# iMac screen calibration help?



## ironsidephoto (Aug 21, 2010)

I have a 27" iMac (no color fringing issues! Yay!) that I'd like to calibrate for photo processing. I've never had a problem with color issues etc. with prints in the past, but some that I recently got back looked quite dark, so I figured it's about that time. 

Are there any recommendations on how to do this and not blow a hole in my wallet? Spyder vs. i1Display 2? Different "pro" levels etc of either? I'm lost.
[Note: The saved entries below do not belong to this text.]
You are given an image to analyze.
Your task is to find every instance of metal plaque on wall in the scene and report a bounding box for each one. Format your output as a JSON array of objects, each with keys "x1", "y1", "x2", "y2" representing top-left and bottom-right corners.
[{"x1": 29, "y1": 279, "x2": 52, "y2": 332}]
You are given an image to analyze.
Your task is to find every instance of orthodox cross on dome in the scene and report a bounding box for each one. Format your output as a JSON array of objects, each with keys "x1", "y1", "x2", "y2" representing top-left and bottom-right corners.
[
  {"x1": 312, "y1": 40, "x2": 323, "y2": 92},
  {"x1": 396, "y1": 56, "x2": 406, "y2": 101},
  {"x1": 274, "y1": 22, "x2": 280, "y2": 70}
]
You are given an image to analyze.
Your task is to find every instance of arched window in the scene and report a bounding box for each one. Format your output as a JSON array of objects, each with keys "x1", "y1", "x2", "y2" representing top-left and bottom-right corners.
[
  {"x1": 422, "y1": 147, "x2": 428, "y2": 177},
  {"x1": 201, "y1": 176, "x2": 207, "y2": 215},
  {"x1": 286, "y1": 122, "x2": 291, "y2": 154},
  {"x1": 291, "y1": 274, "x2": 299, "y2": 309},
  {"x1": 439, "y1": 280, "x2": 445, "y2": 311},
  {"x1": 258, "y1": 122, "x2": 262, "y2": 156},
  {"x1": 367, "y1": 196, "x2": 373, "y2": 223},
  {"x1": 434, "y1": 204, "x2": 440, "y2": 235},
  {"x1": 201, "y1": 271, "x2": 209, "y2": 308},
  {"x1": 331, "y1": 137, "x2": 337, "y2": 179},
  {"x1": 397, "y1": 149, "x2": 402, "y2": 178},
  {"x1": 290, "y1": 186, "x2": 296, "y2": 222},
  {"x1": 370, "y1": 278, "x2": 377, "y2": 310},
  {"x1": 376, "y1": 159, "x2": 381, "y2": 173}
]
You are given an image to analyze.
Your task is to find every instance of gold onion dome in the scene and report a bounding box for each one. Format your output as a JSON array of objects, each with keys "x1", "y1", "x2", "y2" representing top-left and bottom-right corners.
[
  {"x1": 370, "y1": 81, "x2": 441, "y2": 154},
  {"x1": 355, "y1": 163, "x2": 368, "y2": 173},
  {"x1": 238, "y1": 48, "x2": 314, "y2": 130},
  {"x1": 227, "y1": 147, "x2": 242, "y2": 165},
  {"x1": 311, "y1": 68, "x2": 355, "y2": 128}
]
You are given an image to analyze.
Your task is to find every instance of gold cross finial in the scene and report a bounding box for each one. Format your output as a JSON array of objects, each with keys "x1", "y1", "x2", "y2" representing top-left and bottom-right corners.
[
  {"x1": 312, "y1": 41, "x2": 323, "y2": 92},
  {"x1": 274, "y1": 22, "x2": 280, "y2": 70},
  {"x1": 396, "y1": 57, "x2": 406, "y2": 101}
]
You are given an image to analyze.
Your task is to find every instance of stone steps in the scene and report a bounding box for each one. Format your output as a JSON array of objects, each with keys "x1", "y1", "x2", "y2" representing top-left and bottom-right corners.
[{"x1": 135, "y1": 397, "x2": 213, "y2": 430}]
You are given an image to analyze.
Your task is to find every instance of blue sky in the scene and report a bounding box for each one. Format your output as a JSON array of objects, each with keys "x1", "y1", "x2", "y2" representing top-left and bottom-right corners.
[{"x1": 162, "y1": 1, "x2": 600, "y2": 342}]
Here's an interesting blog post about it. Let me know if you agree.
Bret Edge Photography  The iMac Calibration Conundrum

Thanks.


----------



## ironsidephoto (Aug 22, 2010)

Anyone?


----------



## amygray (Nov 15, 2010)

Sorry to bother you as I imagine you've resolved this issue long ago . . . but I just brought home a new 27" iMac and I'm trying to come up with a calibration solution.  What did you end up doing?  Are you happy?
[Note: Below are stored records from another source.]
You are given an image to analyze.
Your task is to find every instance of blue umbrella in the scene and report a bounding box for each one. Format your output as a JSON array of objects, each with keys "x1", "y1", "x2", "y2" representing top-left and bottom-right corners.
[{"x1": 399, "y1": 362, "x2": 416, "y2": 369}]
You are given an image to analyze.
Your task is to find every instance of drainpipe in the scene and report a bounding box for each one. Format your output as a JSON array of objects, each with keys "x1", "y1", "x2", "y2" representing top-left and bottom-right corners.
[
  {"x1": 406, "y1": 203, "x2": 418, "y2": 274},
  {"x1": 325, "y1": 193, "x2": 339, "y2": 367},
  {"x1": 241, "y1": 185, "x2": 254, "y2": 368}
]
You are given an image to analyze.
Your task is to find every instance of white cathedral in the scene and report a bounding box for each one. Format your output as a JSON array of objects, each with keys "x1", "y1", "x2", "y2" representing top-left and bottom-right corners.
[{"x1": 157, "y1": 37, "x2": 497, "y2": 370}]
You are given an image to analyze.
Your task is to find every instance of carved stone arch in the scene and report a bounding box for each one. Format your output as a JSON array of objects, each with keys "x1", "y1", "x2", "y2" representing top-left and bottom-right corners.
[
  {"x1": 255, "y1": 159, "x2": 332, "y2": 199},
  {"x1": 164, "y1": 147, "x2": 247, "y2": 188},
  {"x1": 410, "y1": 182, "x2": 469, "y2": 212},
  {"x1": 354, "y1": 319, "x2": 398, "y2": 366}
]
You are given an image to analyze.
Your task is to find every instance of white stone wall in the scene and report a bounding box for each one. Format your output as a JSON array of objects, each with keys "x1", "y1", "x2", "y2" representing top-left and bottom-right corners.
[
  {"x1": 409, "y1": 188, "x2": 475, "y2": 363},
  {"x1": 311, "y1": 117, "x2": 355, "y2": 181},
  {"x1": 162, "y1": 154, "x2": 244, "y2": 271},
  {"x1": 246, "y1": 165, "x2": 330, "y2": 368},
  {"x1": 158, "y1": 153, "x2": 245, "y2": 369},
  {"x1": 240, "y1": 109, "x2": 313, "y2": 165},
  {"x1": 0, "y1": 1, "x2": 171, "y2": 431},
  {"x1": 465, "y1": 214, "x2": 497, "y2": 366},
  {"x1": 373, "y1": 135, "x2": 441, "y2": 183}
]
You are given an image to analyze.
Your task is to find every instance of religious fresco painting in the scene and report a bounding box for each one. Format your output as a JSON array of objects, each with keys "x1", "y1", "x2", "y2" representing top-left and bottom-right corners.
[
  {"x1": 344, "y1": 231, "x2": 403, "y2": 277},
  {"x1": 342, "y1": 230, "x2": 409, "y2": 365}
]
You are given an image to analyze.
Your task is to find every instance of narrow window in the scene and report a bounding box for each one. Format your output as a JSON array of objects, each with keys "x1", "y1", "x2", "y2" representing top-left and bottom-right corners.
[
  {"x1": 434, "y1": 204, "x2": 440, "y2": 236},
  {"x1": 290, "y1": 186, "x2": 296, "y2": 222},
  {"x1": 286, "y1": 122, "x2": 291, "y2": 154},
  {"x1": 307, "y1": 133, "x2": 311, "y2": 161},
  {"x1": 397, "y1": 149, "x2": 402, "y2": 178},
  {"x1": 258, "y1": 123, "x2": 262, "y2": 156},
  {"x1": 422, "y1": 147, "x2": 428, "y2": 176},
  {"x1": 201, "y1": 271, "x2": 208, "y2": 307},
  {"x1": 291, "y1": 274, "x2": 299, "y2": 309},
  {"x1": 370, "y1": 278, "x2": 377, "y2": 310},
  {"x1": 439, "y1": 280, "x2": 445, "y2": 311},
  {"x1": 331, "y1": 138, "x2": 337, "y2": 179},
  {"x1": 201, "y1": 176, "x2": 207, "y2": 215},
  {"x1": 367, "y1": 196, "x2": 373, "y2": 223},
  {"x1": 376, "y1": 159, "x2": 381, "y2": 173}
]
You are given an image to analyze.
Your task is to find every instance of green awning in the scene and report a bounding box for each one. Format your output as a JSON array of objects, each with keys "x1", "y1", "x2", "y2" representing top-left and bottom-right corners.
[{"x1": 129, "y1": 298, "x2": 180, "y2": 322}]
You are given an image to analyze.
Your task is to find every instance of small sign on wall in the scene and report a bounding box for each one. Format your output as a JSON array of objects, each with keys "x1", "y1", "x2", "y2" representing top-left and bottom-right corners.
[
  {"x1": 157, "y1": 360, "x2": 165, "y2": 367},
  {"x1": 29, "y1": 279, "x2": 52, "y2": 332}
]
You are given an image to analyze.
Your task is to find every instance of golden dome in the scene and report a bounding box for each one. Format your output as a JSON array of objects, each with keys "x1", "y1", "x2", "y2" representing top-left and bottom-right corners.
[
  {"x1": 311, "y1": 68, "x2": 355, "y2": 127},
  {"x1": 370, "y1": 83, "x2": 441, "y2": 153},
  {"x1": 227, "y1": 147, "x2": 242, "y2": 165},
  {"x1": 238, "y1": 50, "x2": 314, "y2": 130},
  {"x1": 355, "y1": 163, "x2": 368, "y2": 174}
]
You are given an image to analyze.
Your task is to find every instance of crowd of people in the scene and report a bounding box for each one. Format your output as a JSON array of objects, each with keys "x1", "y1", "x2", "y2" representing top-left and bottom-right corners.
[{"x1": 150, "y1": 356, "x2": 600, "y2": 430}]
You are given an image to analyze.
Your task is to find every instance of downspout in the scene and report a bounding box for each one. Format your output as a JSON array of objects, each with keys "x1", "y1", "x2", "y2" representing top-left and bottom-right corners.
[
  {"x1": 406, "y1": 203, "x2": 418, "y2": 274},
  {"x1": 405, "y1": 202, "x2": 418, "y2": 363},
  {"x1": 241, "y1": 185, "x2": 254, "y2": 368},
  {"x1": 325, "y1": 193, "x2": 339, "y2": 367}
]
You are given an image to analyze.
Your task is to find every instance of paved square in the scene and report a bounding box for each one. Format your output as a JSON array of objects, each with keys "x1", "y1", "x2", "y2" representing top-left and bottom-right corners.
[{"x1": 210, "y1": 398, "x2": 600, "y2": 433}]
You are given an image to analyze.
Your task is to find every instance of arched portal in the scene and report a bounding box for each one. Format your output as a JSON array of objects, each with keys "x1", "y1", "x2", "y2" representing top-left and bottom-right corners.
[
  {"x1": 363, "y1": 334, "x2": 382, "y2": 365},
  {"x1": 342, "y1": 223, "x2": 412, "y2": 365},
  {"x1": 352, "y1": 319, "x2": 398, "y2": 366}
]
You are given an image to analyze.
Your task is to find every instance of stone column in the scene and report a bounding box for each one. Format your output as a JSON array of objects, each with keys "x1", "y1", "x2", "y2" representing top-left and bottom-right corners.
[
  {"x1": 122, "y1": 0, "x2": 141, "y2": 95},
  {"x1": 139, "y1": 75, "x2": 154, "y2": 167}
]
Thanks in advance for your help/advice!!


----------



## Eco (Nov 15, 2010)

Guess I'm lucky, mine is balls on with both of my print shops!


----------



## DanBrown (Nov 16, 2010)

I have the same problem! Help us please!!


----------



## Garbz (Nov 16, 2010)

Most of the entry level solutions are the same and they all do the job just fine. I recommend the eye1 Display2 for no other reason than I own one. Other's here will recommend the Spyder3


----------